And I also wonder what distribution the second line is sampling. I am confused because unlike ADVI, “approx” in SVGD should return a set of particles instead of a distribution.
Yes, @junpenglao is right. We form a kind of trace (empirical distribution) from what we sample particles independently. Thank you for pinging me in this thread. I’ve prepared a gist answering your question.
This is a bit toy example (I had few time), but the code is mostly model agnostic and shows potential problems of 2 approaches to do “model averaging”
Thank for the examples. I still have few questions:
we set the number of particles to be 100 in
approx = pm.fit(method=‘svgd’, inf_kwargs={‘n_particles’: 100}),
For model averaging:
Would trace = approx.sample(100) return exactly the values of those particles that I have trained?
But what mout1 = approx.sample_node(out, 10000).mean() is doing?
Drawing 10000 samples from a distribution then average them? so what distribution we are sampling here?
Furthermore, In Bayesian neural net, I want to average the prediction made by the particles(models) that I initialized in training, rather than used the particles to create another distribution from which I draw MC samples
Would trace = approx.sample(100) return exactly the values of those particles that I have trained?
No it will sample from particles uniformly
But what mout1 = approx.sample_node(out, 10000).mean() is doing?
It samples from the empirical distribution and makes appropriate replacements in the graph.

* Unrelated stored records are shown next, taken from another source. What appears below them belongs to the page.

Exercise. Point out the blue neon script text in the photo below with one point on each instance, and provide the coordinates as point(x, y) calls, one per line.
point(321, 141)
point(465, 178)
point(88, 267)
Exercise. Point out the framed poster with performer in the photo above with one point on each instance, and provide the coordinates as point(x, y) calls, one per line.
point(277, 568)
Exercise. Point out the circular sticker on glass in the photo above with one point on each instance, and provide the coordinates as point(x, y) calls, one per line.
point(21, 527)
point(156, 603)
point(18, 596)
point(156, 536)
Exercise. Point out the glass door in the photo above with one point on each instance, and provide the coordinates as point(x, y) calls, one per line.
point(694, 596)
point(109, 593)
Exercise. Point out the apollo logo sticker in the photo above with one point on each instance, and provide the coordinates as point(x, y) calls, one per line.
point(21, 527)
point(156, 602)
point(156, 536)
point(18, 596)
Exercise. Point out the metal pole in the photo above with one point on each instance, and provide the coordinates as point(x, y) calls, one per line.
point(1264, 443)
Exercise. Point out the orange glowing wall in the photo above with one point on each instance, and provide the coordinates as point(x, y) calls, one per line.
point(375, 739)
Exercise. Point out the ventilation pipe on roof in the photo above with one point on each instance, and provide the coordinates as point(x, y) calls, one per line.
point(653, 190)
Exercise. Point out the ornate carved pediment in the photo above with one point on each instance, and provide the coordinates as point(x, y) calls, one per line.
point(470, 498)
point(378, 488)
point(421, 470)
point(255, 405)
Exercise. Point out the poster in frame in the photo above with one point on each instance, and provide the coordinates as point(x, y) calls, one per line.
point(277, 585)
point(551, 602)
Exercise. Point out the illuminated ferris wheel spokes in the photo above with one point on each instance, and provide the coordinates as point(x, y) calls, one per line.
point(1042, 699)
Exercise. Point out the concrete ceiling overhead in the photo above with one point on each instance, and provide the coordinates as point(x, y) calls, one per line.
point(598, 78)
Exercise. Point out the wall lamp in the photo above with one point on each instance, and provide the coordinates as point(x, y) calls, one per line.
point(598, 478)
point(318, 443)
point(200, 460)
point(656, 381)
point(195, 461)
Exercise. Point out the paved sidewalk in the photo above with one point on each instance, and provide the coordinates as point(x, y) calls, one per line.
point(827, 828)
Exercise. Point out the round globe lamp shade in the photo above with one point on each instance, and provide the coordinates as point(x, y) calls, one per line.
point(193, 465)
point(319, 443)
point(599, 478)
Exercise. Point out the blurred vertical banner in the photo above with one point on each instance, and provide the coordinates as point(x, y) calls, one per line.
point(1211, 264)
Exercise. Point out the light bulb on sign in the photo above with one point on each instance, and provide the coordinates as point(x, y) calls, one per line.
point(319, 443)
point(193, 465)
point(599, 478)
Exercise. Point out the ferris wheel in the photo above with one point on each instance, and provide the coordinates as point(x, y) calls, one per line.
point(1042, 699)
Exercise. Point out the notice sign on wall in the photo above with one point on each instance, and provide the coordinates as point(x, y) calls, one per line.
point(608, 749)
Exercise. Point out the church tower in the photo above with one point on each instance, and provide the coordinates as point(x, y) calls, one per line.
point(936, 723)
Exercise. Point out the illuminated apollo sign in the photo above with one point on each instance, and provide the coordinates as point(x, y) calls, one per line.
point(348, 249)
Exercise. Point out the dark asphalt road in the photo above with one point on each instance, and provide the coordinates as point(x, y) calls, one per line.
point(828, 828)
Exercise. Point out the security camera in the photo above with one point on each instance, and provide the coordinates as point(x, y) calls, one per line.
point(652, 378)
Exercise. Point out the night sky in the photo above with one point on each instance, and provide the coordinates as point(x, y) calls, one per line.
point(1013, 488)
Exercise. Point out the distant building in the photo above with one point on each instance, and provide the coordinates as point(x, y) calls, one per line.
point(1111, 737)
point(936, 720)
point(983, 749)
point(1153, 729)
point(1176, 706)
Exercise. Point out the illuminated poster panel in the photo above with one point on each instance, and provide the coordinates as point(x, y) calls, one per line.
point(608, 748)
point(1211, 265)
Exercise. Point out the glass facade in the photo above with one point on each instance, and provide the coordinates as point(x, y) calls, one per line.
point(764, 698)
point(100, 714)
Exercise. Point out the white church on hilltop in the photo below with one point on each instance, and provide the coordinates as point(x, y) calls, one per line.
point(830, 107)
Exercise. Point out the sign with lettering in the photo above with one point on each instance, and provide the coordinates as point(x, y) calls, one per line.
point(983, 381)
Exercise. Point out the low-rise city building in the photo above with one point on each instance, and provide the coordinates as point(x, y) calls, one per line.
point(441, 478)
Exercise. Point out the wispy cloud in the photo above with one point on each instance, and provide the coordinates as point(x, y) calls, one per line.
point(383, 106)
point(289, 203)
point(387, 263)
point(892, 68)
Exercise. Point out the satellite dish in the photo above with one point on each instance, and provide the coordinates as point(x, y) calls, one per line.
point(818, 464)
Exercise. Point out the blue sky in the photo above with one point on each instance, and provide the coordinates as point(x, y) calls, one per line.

So every Distribution node is replaced with it’s posterior distribution (symbolically).
I want to average the prediction made by the particles(models)
This was not implemented. Now I see that it might be useful to integrate over the posterior. The way you can integrate over the posterior looks like
# based mostly on https://github.com/pymc-devs/pymc3/blob/master/pymc3/variational/opvi.py#L1098
# or https://github.com/pymc-devs/pymc3/blob/master/pymc3/variational/opvi.py#L1470
def integrate_over_histogram(approx, node):
if not isinstance(approx, pm.Empirical):
raise ValueError('You need empirical distribution here, got {}'.format(type(approx)))
node = approx.to_flat_input(node)
def sample(post):
return theano.clone(node, {approx.input: post})
nodes, _ = theano.scan(sample, approx.histogram)
return nodes
# given the notebook above
Esin = integrate_over_histogram(approx, out).mean()
I think that integration of an expression should be implemented in future. What matters here is efficiency, given a chain of 10000 samples it is weird to average over them all. Some smart way of choosing important samples is needed.